The long-expected announcement came this morning (December 20) as Javid said: “We were looking for a leader of international standing with expertise across monetary, economic and regulatory matters. In Andrew Bailey that is who we have appointed.”
Bailey has seen off competition from the likes of Ben Broadbent, who had started his career at the Treasury and overseen macro-economic policy at the Bank of England, and Baroness Shriti Vadera, chair of Santander since 2015.
Sir Jon Cunliffe, deputy governor for financial stability at the central bank, was also in the running.
But in a statement issued today, the Bank of England said Bailey was “the stand-out candidate in a competitive field,” adding that he’s the “right person to lead the bank as the country forges a new future outside the EU.”
Accepting the role, Bailey expressed his commitment to the bank being an “accessible and approachable institution, as well as an open and diverse place to work.”
He said: “It is a tremendous honour to be chosen to have the opportunity to serve the people of the United Kingdom, particularly at such a critical time for the nation as we leave the European Union.”
He added: “The bank has a very important job and, as governor, I will continue the work that Mark Carney has done to ensure that it has the public interest at the heart of everything it does.
“It is important to me that the bank continues to work for the public by maintaining monetary and financial stability and ensuring financial institutions are safe and sound.”
The chancellor thanked Carney for his service, saying: “The intellect, rigour and leadership he brought to the role during a critical time was a significant contribution to the UK economy moving to recovery and growth.”
A previous deputy governor at the Bank of England, Bailey brings three decades of service across all policy areas of the central bank.
He gained respect and gravitas for his leadership managing the financial crisis, developing the new regulatory frameworks, and supporting financial innovation.
The subject of many profiles today, Bailey is renowned for composed responses and experience in the nadir of the financial crisis.
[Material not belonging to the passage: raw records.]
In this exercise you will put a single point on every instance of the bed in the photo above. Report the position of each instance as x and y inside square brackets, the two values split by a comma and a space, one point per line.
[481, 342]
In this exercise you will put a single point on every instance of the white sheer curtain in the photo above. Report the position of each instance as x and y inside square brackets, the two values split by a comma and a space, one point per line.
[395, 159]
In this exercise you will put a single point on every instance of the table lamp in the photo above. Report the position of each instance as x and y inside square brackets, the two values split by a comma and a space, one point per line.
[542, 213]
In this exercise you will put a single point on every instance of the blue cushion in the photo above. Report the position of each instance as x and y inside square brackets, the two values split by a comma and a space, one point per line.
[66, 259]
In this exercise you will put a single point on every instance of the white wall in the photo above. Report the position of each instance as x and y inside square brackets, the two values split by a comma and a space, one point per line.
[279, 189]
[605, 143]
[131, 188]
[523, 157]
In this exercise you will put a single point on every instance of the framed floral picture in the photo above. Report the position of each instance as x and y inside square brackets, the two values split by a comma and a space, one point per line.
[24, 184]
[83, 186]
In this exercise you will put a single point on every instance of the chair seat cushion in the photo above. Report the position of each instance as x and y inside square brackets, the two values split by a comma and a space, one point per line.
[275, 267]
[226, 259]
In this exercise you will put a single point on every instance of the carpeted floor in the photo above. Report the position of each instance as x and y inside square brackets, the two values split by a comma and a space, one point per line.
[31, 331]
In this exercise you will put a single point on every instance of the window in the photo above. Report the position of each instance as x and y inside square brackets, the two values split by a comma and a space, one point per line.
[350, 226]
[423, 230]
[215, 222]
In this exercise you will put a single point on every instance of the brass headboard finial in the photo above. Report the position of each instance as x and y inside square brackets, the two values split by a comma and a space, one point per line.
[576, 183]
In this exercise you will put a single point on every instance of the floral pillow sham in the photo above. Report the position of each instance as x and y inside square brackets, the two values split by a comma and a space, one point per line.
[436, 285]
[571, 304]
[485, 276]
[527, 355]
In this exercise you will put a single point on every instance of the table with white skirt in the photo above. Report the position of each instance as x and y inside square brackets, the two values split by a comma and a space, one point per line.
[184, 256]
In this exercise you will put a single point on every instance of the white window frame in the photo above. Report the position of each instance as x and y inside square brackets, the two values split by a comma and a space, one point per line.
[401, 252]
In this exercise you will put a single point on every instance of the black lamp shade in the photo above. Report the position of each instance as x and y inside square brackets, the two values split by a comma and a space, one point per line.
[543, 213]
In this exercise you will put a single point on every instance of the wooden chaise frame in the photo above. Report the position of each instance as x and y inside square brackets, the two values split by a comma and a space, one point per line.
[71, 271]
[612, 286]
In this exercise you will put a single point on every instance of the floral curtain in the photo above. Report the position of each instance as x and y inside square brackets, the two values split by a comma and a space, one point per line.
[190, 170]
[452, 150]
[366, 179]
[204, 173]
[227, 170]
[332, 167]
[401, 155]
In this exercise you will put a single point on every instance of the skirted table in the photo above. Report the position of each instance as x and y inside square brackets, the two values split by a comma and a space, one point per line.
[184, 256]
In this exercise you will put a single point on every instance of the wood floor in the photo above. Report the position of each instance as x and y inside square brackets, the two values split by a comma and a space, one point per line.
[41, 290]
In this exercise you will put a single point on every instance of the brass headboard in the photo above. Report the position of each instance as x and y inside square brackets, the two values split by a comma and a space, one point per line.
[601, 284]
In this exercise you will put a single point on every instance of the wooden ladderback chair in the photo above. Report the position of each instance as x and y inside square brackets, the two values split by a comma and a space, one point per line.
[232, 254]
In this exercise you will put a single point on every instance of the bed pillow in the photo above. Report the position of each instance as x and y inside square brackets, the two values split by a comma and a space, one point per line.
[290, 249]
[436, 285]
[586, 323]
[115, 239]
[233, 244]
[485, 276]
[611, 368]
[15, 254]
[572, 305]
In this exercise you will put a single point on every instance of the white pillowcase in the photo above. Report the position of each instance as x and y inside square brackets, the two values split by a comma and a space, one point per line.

He was involved in the 2008 government rescue of RBS and HBOS. In a previous interview with a national newspaper, he told the following anecdote from his time at the BoE in 2008: "The (RBS) treasurer, John Cummins, came in and I thought he was going to have a heart attack. He looked at me and said, I need £25bn today, can you do it? I said, ’Yes, I can do that,".
After this period Bailey took on the role of the BoE’s first deputy governor for prudential regulation, serving between 2013 and 2016.
While his tenure as FCA chief executive was notable for the regulator’s actions on short-term high-cost credit, credit cards, overdrafts, PPI, debt management firms and arrears management in mortgages, he appeared to adopt a different approach to his predecessor’s "shoot first, ask questions later" policy.
He also launched a consultation that suggested the regulator may look at a more proportionate approach in future, asking for views on the criteria on which the FCA acted, and how it decided "where the FCA placed its emphasis."
As trade bodies continue to push for a more proportionate approach, those calls will now be directed to a successor.